Cathodic electrodeposition of p-CuSCN nanorod and its dye-sensitized photocathodic property

Mechanism of cathodic electrodeposition of CuSCN from ethanolic solutions containing Cu2+ and SCN- was studied in detail. Job's plot for the absorption spectra of mixed solution in various Cu2+: SCN- ratios have revealed the presence of [Cu(SCN)2]0 as a soluble species responsible to the electrode process in SCN- rich solutions. From Levich analysis of diffusion limited current employing a rotating disc electrode (RDE), diffusion coefficients of 5.2 × 10-6 cm2 s-1 and 3.0 × 10-6 cm2 s-1 in ethanol at 298 K were determined for [Cu(SCN)2]0 and [Cu(SCN)]+, respectively. Morphology as well as crystallographic orientation of the product films significantly changed by the composition of the electrolytic baths. When the bath contains excess of Cu2+ and mixed solvent up to 50% ethanol content to water was used, strong anisotropic crystal growth along the c-axis was observed.
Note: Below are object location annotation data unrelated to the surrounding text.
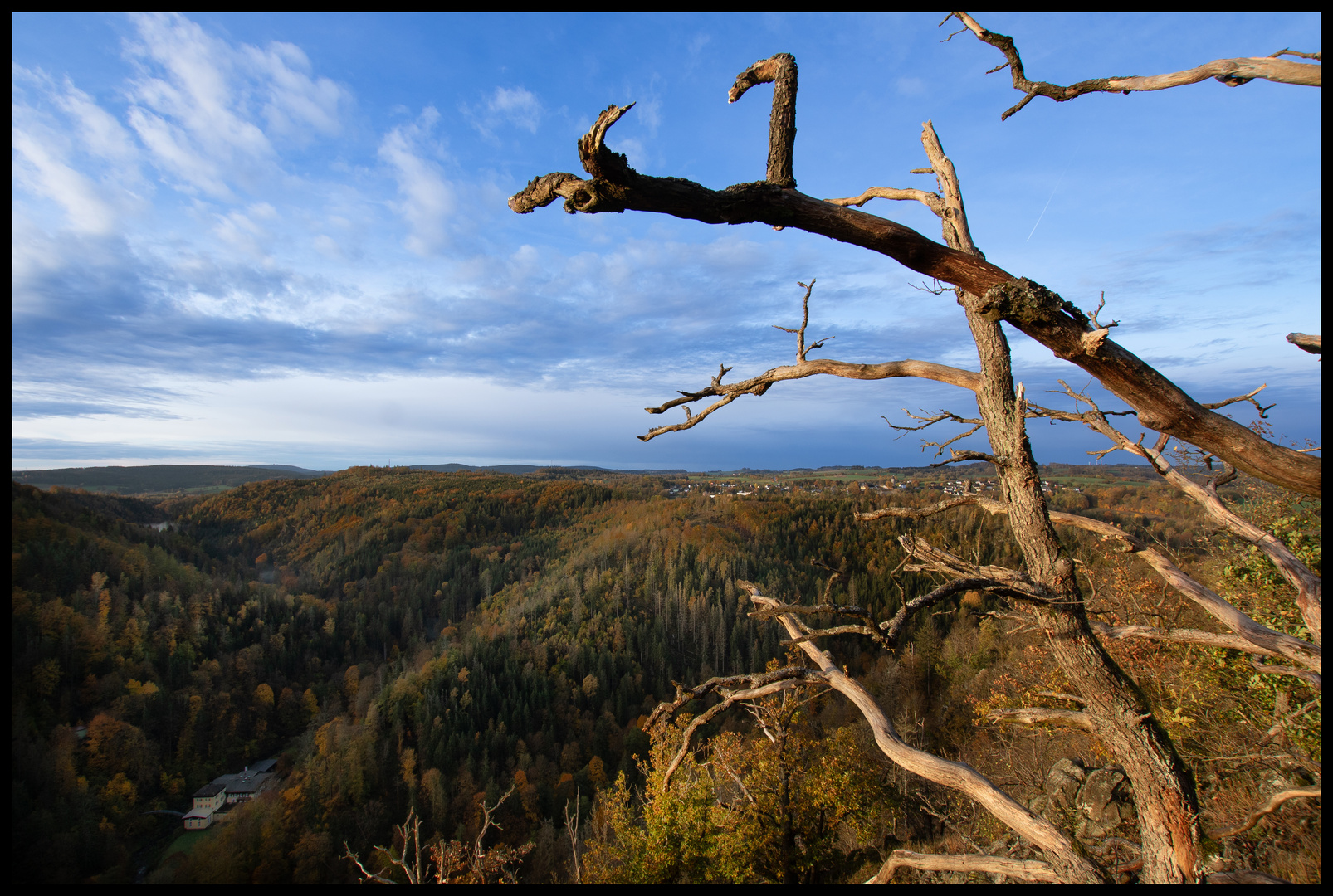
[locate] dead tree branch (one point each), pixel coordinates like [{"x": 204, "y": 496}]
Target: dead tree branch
[
  {"x": 1232, "y": 72},
  {"x": 411, "y": 835},
  {"x": 1309, "y": 590},
  {"x": 1271, "y": 807},
  {"x": 1280, "y": 726},
  {"x": 1306, "y": 342},
  {"x": 1032, "y": 872},
  {"x": 1251, "y": 635},
  {"x": 800, "y": 332},
  {"x": 1042, "y": 716},
  {"x": 477, "y": 852},
  {"x": 1040, "y": 314},
  {"x": 780, "y": 71},
  {"x": 960, "y": 777},
  {"x": 760, "y": 685},
  {"x": 728, "y": 392},
  {"x": 1312, "y": 679}
]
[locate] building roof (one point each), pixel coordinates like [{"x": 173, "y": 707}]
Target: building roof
[{"x": 242, "y": 782}]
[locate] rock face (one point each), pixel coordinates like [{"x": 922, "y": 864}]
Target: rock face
[{"x": 1097, "y": 799}]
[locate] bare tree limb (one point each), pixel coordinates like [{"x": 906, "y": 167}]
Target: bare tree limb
[
  {"x": 486, "y": 823},
  {"x": 1309, "y": 590},
  {"x": 1271, "y": 807},
  {"x": 1306, "y": 342},
  {"x": 1029, "y": 307},
  {"x": 1032, "y": 872},
  {"x": 780, "y": 71},
  {"x": 930, "y": 200},
  {"x": 1042, "y": 716},
  {"x": 1249, "y": 397},
  {"x": 1064, "y": 855},
  {"x": 1255, "y": 638},
  {"x": 1312, "y": 679},
  {"x": 572, "y": 830},
  {"x": 893, "y": 628},
  {"x": 1232, "y": 72},
  {"x": 761, "y": 685},
  {"x": 760, "y": 384},
  {"x": 1285, "y": 720}
]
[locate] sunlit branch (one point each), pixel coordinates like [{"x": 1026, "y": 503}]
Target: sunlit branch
[
  {"x": 1232, "y": 72},
  {"x": 1042, "y": 716},
  {"x": 1271, "y": 807}
]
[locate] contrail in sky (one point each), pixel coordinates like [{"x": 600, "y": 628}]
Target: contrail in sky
[{"x": 1048, "y": 202}]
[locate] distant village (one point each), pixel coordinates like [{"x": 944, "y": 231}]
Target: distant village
[
  {"x": 212, "y": 801},
  {"x": 948, "y": 487}
]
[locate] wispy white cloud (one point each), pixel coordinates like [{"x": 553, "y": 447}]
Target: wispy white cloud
[
  {"x": 515, "y": 107},
  {"x": 208, "y": 111},
  {"x": 427, "y": 197},
  {"x": 42, "y": 167}
]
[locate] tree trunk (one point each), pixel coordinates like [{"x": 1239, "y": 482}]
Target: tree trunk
[{"x": 1164, "y": 788}]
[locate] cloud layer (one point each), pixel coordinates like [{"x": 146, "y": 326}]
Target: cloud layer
[{"x": 203, "y": 217}]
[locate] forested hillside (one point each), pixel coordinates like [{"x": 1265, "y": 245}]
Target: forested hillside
[{"x": 420, "y": 640}]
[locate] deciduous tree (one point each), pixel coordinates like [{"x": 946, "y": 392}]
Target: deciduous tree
[{"x": 1047, "y": 591}]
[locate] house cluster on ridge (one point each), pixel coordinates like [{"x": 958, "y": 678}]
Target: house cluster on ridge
[{"x": 227, "y": 790}]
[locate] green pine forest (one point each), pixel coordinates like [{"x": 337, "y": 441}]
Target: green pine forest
[{"x": 427, "y": 643}]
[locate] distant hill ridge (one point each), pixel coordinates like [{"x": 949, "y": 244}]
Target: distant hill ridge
[{"x": 160, "y": 479}]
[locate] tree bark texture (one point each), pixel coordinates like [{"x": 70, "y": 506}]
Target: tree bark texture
[{"x": 1164, "y": 787}]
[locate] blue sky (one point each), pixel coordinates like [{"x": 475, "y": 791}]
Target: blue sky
[{"x": 284, "y": 239}]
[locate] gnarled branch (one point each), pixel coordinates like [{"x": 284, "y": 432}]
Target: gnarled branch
[
  {"x": 1271, "y": 807},
  {"x": 728, "y": 392},
  {"x": 1253, "y": 636},
  {"x": 1042, "y": 716},
  {"x": 1306, "y": 342},
  {"x": 959, "y": 777},
  {"x": 761, "y": 685},
  {"x": 1309, "y": 588},
  {"x": 1033, "y": 872},
  {"x": 1232, "y": 72},
  {"x": 780, "y": 71},
  {"x": 1027, "y": 305}
]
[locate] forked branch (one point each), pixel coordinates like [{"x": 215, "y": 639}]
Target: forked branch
[
  {"x": 1032, "y": 872},
  {"x": 1232, "y": 72},
  {"x": 1251, "y": 635},
  {"x": 1309, "y": 588},
  {"x": 1306, "y": 342},
  {"x": 615, "y": 187},
  {"x": 1272, "y": 806},
  {"x": 804, "y": 367},
  {"x": 1067, "y": 860}
]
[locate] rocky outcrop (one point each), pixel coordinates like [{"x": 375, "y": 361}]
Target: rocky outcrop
[{"x": 1097, "y": 801}]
When electrolysis was carried out under stationary conditions, the nanorod structures in high aspect ratios could be obtained, due to the limited transport of the active species to the tip of the rods. When rhodamine B was adsorbed onto such CuSCN as a sensitizer, dye-sensitized photocathodic current was observed with an incident photon to current conversion efficiency (IPCE) of 4.4% at the absorption maximum, suggesting its usefulness as the hole conducting electrode in construction of nanostructured solar cells.